— Это потому, что с самого начала они не перенесли могилу Христа на Пер-Лашез>{46}, вместо того, чтобы ездить так далеко и заниматься дележом?
— Они об этом не подумали, Толстяк. И даже если подумали, то предпочли оставить для себя предлог, чтобы соскочить, когда им хотелось развеяться. Для Людовика Святого, к примеру, это было свадебное путешествие. Заметь, что у него там была куча неприятностей, и он был пленён. Но в те времена можно было выкупить свободу. В общем, он неплохо провёл время в Палестине со своей законной.
— Слушай, а он был не таким уж добрым для святого, твой Людовик!
— Почему? — спрашивает Берта.
Его величество Берюрье Первый объясняет:
— Он отправился на войну со своей гражданкой, а вот его славные воины оставили своих баб дома, со всеми их искушениями!
— Ты забываешь про пояс верности, Толстяк!
— Какой ужас! — вскрикивает Берти.
Но Александр-Бенуа не разделяет её чувств. Более того, эта система вызывает в нём некоторые мысли. Чувствуется, что эта варварская деталь нижнего белья ему дорога. Он был бы не прочь, перед тем как отправляться на расследование, запирать целомудрие своей крали на замок, засовывать ключ в карман и накрывать платочком.
— Наверное, только слесари угощались, — замечает он.
— Да нет, Толстяк. Это были замки с системой повышенной надёжности.
— А если мужика шлёпали?

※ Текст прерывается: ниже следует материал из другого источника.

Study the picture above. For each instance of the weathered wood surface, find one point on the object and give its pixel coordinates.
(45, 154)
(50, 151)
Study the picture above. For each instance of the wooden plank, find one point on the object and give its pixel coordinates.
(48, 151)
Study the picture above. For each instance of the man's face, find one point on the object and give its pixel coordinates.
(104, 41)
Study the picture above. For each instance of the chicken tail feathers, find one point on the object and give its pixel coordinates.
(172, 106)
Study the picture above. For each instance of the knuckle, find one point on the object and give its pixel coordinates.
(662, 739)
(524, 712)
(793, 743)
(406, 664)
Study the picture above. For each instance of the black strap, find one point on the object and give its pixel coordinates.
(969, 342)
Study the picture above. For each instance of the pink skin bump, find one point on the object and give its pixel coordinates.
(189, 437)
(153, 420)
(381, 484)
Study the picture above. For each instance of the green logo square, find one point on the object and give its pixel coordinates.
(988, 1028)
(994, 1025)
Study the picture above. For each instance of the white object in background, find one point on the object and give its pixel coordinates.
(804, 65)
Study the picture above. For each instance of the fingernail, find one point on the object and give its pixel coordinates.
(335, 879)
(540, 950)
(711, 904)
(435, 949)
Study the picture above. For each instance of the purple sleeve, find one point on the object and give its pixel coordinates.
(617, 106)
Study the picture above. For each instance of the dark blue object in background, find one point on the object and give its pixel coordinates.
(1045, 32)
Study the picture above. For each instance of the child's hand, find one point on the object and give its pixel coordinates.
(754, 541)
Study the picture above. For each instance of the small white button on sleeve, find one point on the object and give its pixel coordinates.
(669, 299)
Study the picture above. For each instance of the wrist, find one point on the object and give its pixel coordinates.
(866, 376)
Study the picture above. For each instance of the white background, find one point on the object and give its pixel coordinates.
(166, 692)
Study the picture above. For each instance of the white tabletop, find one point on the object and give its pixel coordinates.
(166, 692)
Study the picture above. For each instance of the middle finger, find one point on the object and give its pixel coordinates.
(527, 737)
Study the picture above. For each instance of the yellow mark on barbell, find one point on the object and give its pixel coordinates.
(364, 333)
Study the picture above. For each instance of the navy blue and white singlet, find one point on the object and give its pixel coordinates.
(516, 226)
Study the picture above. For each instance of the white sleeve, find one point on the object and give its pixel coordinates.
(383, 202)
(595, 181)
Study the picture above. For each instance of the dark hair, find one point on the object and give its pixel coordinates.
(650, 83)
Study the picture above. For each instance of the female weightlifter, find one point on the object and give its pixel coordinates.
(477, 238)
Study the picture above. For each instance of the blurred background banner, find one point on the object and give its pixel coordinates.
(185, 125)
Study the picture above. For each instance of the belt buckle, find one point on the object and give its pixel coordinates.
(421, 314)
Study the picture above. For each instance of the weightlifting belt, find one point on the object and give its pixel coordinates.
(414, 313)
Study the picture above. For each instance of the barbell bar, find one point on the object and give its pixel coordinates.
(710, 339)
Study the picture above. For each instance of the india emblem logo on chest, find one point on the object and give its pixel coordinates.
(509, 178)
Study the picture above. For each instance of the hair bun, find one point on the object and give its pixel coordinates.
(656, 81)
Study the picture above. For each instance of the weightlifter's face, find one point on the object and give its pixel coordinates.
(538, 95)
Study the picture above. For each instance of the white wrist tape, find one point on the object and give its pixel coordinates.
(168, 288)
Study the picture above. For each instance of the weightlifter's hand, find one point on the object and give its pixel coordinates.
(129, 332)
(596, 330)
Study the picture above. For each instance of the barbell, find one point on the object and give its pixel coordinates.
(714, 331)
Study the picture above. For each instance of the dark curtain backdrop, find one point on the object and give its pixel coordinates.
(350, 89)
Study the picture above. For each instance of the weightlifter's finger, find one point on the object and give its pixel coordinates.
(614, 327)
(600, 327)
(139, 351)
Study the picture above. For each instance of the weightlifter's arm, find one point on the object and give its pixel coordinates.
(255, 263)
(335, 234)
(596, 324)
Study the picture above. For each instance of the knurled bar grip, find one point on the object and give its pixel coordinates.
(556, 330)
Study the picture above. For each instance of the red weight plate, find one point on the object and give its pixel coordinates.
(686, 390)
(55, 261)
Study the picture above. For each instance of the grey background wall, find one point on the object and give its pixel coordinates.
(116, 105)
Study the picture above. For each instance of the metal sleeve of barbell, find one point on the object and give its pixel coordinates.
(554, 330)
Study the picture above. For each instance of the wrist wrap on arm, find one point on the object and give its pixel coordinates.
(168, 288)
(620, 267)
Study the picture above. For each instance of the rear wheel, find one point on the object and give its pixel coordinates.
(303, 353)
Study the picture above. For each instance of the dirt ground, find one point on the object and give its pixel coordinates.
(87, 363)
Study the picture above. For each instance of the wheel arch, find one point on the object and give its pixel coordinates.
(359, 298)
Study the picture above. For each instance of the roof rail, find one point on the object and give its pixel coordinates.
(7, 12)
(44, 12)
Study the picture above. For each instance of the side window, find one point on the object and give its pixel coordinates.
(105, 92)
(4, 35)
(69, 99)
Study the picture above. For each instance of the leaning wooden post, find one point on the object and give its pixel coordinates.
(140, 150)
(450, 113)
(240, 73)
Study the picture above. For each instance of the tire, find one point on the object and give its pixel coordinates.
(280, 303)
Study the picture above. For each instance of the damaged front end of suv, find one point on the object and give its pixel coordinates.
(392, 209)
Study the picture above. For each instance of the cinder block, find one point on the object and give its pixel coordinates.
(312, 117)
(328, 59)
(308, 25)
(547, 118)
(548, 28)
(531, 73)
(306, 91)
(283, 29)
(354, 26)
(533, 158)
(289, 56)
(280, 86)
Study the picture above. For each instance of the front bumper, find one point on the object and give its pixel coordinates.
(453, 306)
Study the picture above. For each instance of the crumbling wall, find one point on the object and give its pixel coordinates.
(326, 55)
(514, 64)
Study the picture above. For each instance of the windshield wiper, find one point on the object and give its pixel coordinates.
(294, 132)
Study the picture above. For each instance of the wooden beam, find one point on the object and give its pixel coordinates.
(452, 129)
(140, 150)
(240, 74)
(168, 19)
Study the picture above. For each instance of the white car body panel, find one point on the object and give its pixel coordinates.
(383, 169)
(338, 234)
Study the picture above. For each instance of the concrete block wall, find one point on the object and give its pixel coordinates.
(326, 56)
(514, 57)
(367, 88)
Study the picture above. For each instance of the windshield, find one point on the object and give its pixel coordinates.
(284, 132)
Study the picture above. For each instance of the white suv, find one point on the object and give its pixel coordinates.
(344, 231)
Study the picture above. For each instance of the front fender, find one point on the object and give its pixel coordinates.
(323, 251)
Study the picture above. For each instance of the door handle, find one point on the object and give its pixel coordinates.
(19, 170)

Вдовушка, наверное, требовала от покойного вернуть её личные вещи! Потому что кончить свои дни с волчьим капканом вместо трусов — это невесело! Если ключ терялся, оставалось только повесить табличку: «Закрыто по причине траура».
Он кивает; его пылающие скулы выдают хорошее настроение.
— А что в это время делала Франция?
— Она оказалась под вторым регентством мамаши Бланки!
— Это второе регентство, наверное, было ещё менее прикольным, чем первое, — размышляет Огромный. — Вдова постарела, и она думала о том, что её мальчуган проводит время с её снохой на Филиппинах, и от этого характер у неё становился ещё противнее! Домработницам, наверное, от неё доставалось! Не стоило разбиваться китайским вазам или подгорать фасолевому рагу! И когда же он решил вернуться к своей маман?
— Когда узнал, что она загнулась.
— Неглупый монарх! Святой, но себе на уме! А что он сделал, когда вернулся в Панаму?>{47}
— Он легализовал бордели. И это немалая его заслуга[12].
У Берю на глазах слёзы.
— Милейший человек! Я понимаю, за что его сделали святым, — шепчет он проникновенным голосом. — А что было потом?
— Через несколько лет он отправился в другой Крестовый поход: восьмой и последний. Но там на него свалилась болезнь, и он встретил свою смерть в Тунисе.